Les évaluations standardisées des élèves*

Les évaluations standardisées existent depuis plusieurs décennies. Leurs objectifs diffèrent et l’on peut se rendre compte qu’il y a eu beaucoup d’essais et d’erreurs depuis leur mise en place. La DEPP qui en a la charge en France, après avoir critiqué la période 2009-2012, réfléchit à de nouvelles procédures qui devraient optimiser l’analyse des résultats.

Ces évaluations ont pour but de rendre compte du système éducatif et de le piloter. Elles peuvent être de masse ou sur échantillon et leur finalité n’est pas forcément la même. Diagnostiques ou de bilan, « Elles diffèrent dans leurs objectifs, dans les modalités de mise en œuvre, dans l’exploitation et l’utilisation des résultats« .

Lorsqu’elles sont diagnostiques, elles sont un outil pédagogique pour les enseignants qui permet de mettre en œuvre un travail personnalisé directement avec les élèves concernés et une formation continue localement à destination des équipes enseignantes. Ces évaluations ne sont pas construites dans le but de produire des comparaisons dans le temps.

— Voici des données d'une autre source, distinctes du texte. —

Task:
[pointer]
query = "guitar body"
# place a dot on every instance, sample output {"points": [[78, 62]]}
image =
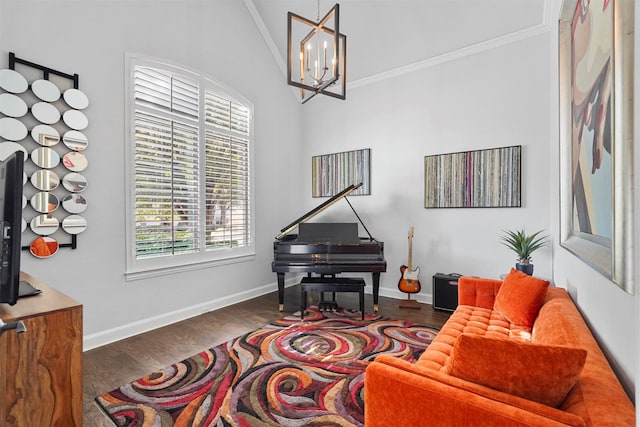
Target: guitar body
{"points": [[409, 282]]}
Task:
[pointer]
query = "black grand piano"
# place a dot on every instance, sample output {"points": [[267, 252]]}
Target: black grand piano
{"points": [[327, 249]]}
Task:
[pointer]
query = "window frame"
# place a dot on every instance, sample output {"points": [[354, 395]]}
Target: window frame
{"points": [[156, 266]]}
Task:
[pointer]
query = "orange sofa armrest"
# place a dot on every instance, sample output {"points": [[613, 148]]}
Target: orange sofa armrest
{"points": [[477, 291], [397, 393]]}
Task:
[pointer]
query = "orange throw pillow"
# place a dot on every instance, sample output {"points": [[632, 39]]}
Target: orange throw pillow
{"points": [[541, 373], [520, 297]]}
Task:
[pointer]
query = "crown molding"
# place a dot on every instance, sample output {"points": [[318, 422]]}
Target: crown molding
{"points": [[473, 49]]}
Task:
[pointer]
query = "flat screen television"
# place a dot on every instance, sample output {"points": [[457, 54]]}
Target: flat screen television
{"points": [[11, 183]]}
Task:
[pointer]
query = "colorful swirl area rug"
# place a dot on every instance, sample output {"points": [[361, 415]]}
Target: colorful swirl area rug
{"points": [[287, 373]]}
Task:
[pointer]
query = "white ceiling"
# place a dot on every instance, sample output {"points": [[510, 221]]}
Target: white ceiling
{"points": [[387, 35]]}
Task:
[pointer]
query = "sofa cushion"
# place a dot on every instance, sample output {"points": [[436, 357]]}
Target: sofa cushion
{"points": [[520, 297], [540, 373]]}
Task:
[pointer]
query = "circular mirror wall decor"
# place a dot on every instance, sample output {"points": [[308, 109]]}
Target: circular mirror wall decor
{"points": [[12, 81], [12, 105], [45, 90], [74, 182], [75, 119], [74, 224], [45, 180], [74, 161], [75, 140], [45, 202], [45, 113], [12, 129], [75, 98], [45, 135], [45, 158], [7, 148], [44, 224], [74, 203], [44, 247]]}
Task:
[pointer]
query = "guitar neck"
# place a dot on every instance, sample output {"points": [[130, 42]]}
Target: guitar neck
{"points": [[409, 265]]}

Lorsqu’elle sont faites sous la forme d’un bilan, elles permettent le pilotage de l’ensemble du système éducatif, les résultats peuvent être comparés dans le temps sous certaines conditions.

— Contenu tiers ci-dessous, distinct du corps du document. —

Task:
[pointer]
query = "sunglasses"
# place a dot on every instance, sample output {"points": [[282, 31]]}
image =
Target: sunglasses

Ces types d’évaluation ont connu des évolutions depuis le début de leur mise en oeuvre :

– de fin 70 à fin 80 : il s’agissait d’évaluations bilans sur l’ensemble des niveaux du primaire au lycée.

– à partir de 1989 : il s’agissait d’évaluations diagnostiques de masse suite à la loi Jospin pour cibler certaines difficultés et mettre en place une remédiation « efficace » dès le début du CE2 et de la sixième…

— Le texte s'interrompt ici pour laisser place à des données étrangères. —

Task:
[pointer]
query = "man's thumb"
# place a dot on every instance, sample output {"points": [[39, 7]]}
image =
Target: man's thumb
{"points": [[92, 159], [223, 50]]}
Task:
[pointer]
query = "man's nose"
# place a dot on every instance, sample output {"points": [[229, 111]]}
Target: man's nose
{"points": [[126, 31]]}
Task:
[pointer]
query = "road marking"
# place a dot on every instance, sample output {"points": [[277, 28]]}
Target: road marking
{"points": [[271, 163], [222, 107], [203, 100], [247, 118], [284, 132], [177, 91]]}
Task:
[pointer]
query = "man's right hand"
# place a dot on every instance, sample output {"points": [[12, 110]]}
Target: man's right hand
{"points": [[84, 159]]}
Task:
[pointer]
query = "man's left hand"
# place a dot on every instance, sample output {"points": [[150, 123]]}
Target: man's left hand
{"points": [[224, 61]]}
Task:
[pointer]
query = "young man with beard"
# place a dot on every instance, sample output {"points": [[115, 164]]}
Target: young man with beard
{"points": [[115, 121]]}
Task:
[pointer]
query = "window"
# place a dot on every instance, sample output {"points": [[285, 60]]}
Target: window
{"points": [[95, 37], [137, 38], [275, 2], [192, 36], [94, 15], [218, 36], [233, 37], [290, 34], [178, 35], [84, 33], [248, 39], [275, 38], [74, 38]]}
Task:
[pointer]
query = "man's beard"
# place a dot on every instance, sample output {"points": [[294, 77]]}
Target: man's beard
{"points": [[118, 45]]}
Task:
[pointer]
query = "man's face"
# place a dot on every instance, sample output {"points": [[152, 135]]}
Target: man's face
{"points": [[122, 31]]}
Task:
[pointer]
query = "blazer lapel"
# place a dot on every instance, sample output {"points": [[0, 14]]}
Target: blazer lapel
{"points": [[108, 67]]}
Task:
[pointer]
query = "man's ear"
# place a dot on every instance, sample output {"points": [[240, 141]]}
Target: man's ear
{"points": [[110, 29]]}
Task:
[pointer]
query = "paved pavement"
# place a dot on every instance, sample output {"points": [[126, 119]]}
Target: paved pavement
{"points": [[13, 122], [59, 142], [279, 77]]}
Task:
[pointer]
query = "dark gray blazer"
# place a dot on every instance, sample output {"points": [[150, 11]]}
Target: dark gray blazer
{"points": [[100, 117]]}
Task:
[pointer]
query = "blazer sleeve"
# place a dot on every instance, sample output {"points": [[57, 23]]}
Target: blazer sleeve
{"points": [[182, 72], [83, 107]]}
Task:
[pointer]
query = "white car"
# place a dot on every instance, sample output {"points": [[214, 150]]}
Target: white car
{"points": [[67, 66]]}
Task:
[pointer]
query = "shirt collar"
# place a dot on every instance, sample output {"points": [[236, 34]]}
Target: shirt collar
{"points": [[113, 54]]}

– depuis le début du XXI ème siècle, plusieurs types d’évaluations ont vu le jour dont les enquêtes internationales de type PISA et les évaluations « bilan-diagnostiques » mises en place en CE1 et en CM2.

 

Les évaluations de 2007 en début de CE1 et de CM2, avec plusieurs filtres, permettaient de cibler finement les difficultés des élèves les plus fragiles. La mission de ces dernières a été détournée suite à une demande de remontée nationale faite par le cabinet ministériel alors qu’elle n’était pas prévue.

En ce qui concerne les évaluations CE1 et CM2 depuis 2009 : il y a eu une grande confusion au niveau de l’institution sur leur utilisation, un mélange entre évaluation des enseignants et évaluation des élèves. Ce mécanisme a été dénoncé par la DEPP. Les remontées et l’exploitation qui en ont été faites n’étant pas scientifiquement incontestables, ces évaluations ont été petit à petit abandonnées.

En ce qui concerne les évaluations standardisées internationales, la question de la mesure de l’évolution du niveau des élèves dans le temps est centrale. Mais elles ont trois objectifs différents :

– fournir aux enseignants des outils afin d’enrichir leurs pratiques pédagogiques en évaluant mieux les acquis de leurs élèves ;

– disposer d’indicateurs permettant de mesurer, au niveau national, les performances de notre système (évolutions temporelles et comparaisons internationales) ;

– doter les « pilotes de proximité » (recteurs, DASEN, IEN) d’indicateurs leur permettant de mieux connaître les résultats des écoles et d’effectuer une vraie régulation.

 

La DEPP prévoit un passage à des évaluations informatisées mais elle doit surmonter les difficultés inhérentes aux parcs informatiques existants et proposer des procédures de passation innovantes.

*Cet article est un bilan d’une publication faite par Bruno Trosseille et Thierry Rocher pour le bureau de l’évaluation des élèves à la DEPP.